Under sunny skies on Saturday morning, the northwest corner of the Arcata Plaza was filled with people making their personalized remembrance lanterns for that evening’s 34th annual Lantern Floating Ceremony at Klopp Lake in the Arcata Marsh and Wildlife Sanctuary.

“This has become a way of remembering those who died 70 years ago in the atomic bombings of Hiroshima and Nagasaki and to help console those who have lost loved ones,” said Maggie Shaffer, one of the event organizers.
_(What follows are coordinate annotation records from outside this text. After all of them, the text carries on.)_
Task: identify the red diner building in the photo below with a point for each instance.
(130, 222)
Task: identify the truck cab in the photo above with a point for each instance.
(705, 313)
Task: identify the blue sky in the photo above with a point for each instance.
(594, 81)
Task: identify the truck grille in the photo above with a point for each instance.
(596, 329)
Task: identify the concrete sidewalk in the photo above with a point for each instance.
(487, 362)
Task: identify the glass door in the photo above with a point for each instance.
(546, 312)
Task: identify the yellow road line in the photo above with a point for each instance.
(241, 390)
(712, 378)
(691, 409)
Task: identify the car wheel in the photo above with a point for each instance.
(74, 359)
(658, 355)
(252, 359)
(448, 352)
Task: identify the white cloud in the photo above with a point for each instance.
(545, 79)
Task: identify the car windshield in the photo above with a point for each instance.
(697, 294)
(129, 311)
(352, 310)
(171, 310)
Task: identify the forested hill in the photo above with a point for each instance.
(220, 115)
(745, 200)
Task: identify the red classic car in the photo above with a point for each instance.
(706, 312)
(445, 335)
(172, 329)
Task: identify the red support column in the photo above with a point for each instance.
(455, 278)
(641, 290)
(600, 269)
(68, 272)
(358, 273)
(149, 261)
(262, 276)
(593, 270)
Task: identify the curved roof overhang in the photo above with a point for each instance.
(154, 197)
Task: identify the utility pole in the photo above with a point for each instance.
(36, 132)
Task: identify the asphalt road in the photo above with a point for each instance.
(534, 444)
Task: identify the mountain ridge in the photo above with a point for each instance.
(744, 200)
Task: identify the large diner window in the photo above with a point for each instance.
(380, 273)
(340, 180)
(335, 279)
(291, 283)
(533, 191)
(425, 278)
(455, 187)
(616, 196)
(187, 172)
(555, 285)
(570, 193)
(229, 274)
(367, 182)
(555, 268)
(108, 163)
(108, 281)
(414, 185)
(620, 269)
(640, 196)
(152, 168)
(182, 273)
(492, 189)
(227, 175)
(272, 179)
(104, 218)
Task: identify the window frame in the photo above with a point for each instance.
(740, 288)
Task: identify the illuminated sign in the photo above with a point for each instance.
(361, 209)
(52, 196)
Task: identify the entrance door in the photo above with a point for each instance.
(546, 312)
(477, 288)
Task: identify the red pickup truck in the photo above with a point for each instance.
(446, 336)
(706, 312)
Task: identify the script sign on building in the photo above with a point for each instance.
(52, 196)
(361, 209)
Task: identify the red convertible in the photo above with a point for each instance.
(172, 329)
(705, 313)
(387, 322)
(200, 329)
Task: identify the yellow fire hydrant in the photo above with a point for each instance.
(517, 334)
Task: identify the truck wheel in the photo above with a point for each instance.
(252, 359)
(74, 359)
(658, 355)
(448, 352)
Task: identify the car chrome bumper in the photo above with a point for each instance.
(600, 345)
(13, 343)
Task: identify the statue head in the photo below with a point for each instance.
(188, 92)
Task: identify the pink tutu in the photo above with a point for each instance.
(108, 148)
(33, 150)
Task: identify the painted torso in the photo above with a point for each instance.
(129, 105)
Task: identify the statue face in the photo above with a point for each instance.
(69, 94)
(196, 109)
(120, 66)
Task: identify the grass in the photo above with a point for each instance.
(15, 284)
The Lantern Floating Ceremony, based on the Japanese Obon tradition of honoring the departed, was first organized by the city’s Nuclear Free Zone Committee.

Other community groups and the city of Arcata now host the event, and volunteers organize the lantern-making workshop and evening program, move the hundreds of lanterns to Klopp Lake and retrieve the lanterns after the event.

Under foggy skies, Arcata Mayor Paul Pitino introduced the evening program which included three large lanterns floated to symbolize the “past, present and future,” followed by poetry and sing-alongs led by the Raging Grannies group and Fry Wolhandler.

Around 9 p.m., organizers and attendees began launching the flotilla of lanterns with battery-powered lights inside (new this year instead of candles) onto Klopp Lake. Volunteers waded into the shallows to help move the lanterns out into a light breeze that carried them east into the fog and fading light.